Filmkritik | Empire Of Silver (China/Taiwan, 2009)

Empire Of SilverEmpire Of Silver ist ein hierzulande äußerst unbekannter Film aus Asien. Unbekannt wohl auch deshalb, weil ein Finanzdrama nicht unbedingt den Geschmack der Masse trifft und die Macher beim Dreh scheinbar kaum den Drang verspürten, sich mit ihrem hochwertigen Werk auch im Westen anzubiedern. Bereits 2006 begann man mit den aufwändigen Dreharbeiten unter den Fittichen der taiwanesischen Debüt-Regisseurin Christina Yao. Drei Jahre hat die Fertigstellung des Films gedauert und das Resultat kann sich sehen lassen. Es ist die Verfilmung eines alten, mehrbändigen Romanes und erzählt die Geschichte der »chinesischen Wall Street« im kaiserlichen China des 19. Jahrhunderts.

Im späten 19. Jahrhundert ist das Finanzimperium, das man auch als die chinesische Wall Street bezeichnet, fest in den Händen der Kang-Familie. Kein Wunder, hat Lord Kang (Zhang Tielin) sein Imperium doch aus dem Nichts aufgebaut. Erben gibt es genug, doch durch tragische Zwischenfälle bleibt zuletzt nur der unliebsame dritte Sohn (Aaron Kwok), der mit einem Leben als Banker so gar nichts am Hut hat, als Nachfolger seines Vaters übrig. Nun muss sich Sohn Nr. 3 entscheiden—soll er doch in die Fußstapfen seines Vaters treten und den Untergang des Finanzimperiums verhindern oder lieber seinen eigenen Weg gehen?

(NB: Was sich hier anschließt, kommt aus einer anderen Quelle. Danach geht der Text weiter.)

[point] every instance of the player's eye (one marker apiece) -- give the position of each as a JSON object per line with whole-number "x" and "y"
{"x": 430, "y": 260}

Was für viele jetzt nicht unbedingt besonders spannend klingen mag, wurde von Regisseurin Christina Yao überraschend solide umgesetzt. Die detailreiche Ausstattung des Sets, für die angeblich echte Antiquitäten verwendet wurden, ist genauso effektiv wie die ästhetischen Bildkompositionen, mit denen man das Ganze einfängt. Für weiteres Interesse sorgen Konflikte zwischen den Figuren. Besonders die heimliche Liebe zwischen Stiefmutter (Hao Lei) und Sohn Nr. 3, die sich überm gemeinsamen Englischunterricht entwickelt hat, sorgt für emotionales Drama. Hier glänzt vor allem die Stiefmutter als starke Frau, die lieber ihre Genitalien verstümmelt als sich ihrem Mann bedingungslos zu unterwerfen, und die an einer verbotenen Liebe zugrunde geht. Zwar geht die ganze Sache etwas zu steif und nüchtern über die Bühne, zieht aber in ihren Sog—zumal man auch aufs übliche Seifenopergewäsch verzichtet hat und in schönen, aber kitschfreien Bildern agiert. Nur bei Sohn Nr. 3 stört es ein bisschen, dass man keinen tieferen Einblick in seinen Charakter erhält, da er die tragende Figur ist, die nicht nur in einem Dilemma steckt—den eigenen Weg gehen oder das Familienimperium retten?—sondern auch in Liebesdingen nicht mit offenen Karten spielen kann. Selbstverständlich ist es nicht verwunderlich, dass der Spross im Laufe des Films (in schönen Wüstenaufnahmen) die richtige Entscheidung trifft—warum er sie jedoch trifft, hätte man dann doch gerne etwas näher beleuchtet gewusst. Dass die Charakterdarstellung also das Nachsehen hat, ist schade, doch die fehlende Tiefe der Figuren stößt hier weit weniger negativ auf als in vergleichbaren Historienschinken. Immerhin steht das Finanzdrama ganz im Vordergrund von Empire Of Silver. Das wird zunächst von der Zeit definiert, in der es spielt. Die Geschichte erstreckt sich nämlich über viele Jahre der späten Qing-Dynastie, die sich einem starken westlichen Einfluss und Bürgerkriegen ausgesetzt sieht, und greift diese Themen als weiteres Konfliktmaterial auf. Neben eher vertrackten Familienverhältnissen liegt der Fokus allerdings ganz klar auf dem Finanzdrama—dem Auf und Ab an der Börse, dem Kampf um die Erhaltung des Familienreichtums, dem Treffen wichtiger Entscheidungen auch in Zeiten von Krieg und einem größtenteils verarmten Volk.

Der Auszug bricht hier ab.